Face à la volonté persistante de son soldat, Tencubo hésite.
« Tu vois ? Personne ne semble adhérer à ton idée. Maître-conseiller Tencubo, soyez intelligent et laissez-moi faire.
- Parce que tu me crois incapable de m'en charger ? Prétentieux !
- Non, réaliste.
- Allez-y à deux. déclare sobrement l'incarnation de la hiérarchie de Kigen, malgré l'épuisement que lui cause les chamailleries des deux affiliés à la foudre.
- Quoi ?! rétorquent simultanément les concernés.
- Bonne idée. soutient Yoru.
- Vous y allez à deux. C'est un ordre !
- Reçu. » répond à contre cœur Kenshiro.
Le maître-conseiller regarde avec intensité le Zigrik de foudre.
« D'a... D'accord. » concède Calibak, effrayé par le coup de pression qu'il vient de prendre.
Redressés, ils quittent la pièce.
« Ne crois pas que je vais te laisser faire tout le boulot. insiste le tireur à l'arbalète.
- Je ne te laisserai pas faire n'importe quoi.
- Nous aurions dû insister sur ce sujet lorsque nous t'avons accueilli, traître. »
En ce qui concerne les deux conseillers, ils semblent ravis de pouvoir gérer aussi bien des caractères aussi explosifs que ceux-là.
« Bien joué. Coller au duo celui qui les a battus, c'est une idée plus que sadique. avoue Yoru.
- J'accepte ton compliment. N'empêche, Rajik a bien raison. Tu es beaucoup trop froid !

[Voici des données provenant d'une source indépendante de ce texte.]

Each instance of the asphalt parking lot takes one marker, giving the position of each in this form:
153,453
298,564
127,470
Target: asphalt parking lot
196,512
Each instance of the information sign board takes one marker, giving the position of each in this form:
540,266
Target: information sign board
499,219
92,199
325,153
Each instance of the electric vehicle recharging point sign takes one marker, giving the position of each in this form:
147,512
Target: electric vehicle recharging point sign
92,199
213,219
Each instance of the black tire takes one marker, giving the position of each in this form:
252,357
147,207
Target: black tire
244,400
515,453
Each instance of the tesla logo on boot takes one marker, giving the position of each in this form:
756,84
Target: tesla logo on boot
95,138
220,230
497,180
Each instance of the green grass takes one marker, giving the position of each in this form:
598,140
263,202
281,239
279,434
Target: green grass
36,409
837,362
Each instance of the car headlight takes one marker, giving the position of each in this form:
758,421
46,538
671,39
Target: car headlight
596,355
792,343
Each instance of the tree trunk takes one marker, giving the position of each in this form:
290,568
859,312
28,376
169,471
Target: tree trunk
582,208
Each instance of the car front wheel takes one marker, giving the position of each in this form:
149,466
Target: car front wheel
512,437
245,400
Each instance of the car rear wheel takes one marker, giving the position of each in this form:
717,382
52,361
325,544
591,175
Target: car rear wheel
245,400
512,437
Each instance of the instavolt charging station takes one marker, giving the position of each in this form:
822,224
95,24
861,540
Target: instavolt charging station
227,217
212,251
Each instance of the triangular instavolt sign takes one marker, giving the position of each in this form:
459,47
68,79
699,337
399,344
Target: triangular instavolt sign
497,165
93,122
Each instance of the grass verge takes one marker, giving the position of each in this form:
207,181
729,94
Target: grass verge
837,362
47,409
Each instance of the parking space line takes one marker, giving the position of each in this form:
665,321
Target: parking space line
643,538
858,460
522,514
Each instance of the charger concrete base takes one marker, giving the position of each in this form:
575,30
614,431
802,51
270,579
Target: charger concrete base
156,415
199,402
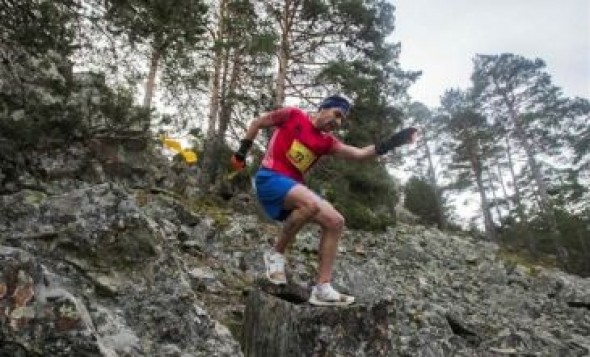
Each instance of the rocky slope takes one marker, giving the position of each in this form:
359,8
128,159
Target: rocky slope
100,259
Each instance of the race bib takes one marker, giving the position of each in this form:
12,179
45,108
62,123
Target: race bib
300,156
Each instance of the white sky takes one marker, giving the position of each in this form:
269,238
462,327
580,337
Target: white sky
440,37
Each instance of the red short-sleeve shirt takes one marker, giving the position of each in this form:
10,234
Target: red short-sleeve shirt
296,145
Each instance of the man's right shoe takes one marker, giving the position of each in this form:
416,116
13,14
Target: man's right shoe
275,267
327,296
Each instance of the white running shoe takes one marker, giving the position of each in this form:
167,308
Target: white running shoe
327,296
275,267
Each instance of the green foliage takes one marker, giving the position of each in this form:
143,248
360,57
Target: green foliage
364,193
420,199
571,250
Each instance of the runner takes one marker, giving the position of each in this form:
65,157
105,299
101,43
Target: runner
298,141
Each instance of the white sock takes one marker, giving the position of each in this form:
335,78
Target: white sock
322,288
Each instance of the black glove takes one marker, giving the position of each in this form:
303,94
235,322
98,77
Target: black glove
398,139
239,157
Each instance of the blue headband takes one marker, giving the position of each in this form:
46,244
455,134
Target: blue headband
336,101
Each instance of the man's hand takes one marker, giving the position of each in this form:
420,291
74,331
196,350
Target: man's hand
238,159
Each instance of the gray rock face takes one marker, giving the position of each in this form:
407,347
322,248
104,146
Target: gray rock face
99,268
94,275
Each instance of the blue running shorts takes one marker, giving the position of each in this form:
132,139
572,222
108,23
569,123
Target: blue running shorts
271,189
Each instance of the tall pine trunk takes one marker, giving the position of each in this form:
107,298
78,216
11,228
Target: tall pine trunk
286,26
530,240
207,174
476,166
150,86
442,221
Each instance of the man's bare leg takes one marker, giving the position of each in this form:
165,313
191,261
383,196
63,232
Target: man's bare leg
332,224
304,205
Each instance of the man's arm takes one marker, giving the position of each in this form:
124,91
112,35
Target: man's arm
349,152
266,120
405,136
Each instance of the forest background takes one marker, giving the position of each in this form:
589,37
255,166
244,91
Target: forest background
74,69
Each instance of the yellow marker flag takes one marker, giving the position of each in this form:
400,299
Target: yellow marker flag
189,156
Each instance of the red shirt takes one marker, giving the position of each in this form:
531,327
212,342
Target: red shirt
296,145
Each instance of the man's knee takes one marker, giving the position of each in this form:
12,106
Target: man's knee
334,221
310,208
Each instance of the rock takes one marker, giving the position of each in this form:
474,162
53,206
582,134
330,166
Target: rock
275,326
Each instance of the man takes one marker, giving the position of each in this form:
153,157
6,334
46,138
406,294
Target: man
298,141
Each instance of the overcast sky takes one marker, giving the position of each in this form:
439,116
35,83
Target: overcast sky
440,37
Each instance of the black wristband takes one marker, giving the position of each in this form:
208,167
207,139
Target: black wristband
381,148
245,145
398,139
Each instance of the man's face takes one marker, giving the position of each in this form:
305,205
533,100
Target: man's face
330,119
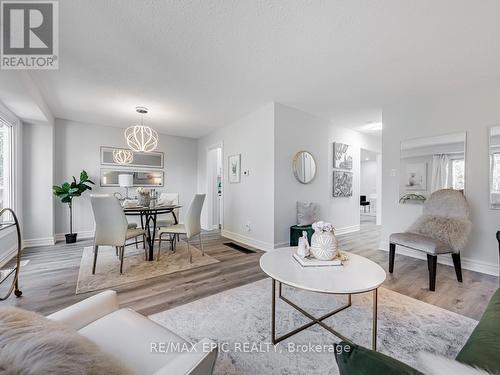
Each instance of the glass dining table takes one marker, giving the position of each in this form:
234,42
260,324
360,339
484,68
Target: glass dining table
149,216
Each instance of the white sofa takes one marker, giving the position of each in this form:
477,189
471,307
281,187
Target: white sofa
130,337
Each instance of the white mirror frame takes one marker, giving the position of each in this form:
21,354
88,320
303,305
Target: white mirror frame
296,171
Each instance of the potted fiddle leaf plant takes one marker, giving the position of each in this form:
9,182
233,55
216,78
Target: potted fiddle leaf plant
67,192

- Et toi trop caniculaire ! Aucune flamme à Faironne ne me fera fondre. Toi compris. Espérons que ces deux-là ne se tireront pas dans les pattes.
- S'ils échouent, ça les calmera. Nous ne sommes pas en compétition. Nous travaillons ensemble. »
Soulagés, Tencubo s'affale sur son fauteuil. Yoru reprend sa lecture apparemment suffisamment passionnante pour qu'il y retourne. Entre le trio improbable qui comprend Rajik et la fratrie infernale et le duo détonnant de mercenaires, Taimudo et Chiyumi ne sont pas prêts de recevoir de tels adversaires. Est-ce que les villages de Bral et Izna verront leurs nouveaux chefs êtres destitués ? Ou, au contraire, vont-ils marquer de nouvelles victoires significatives ? Rien n'est moins sur à présent.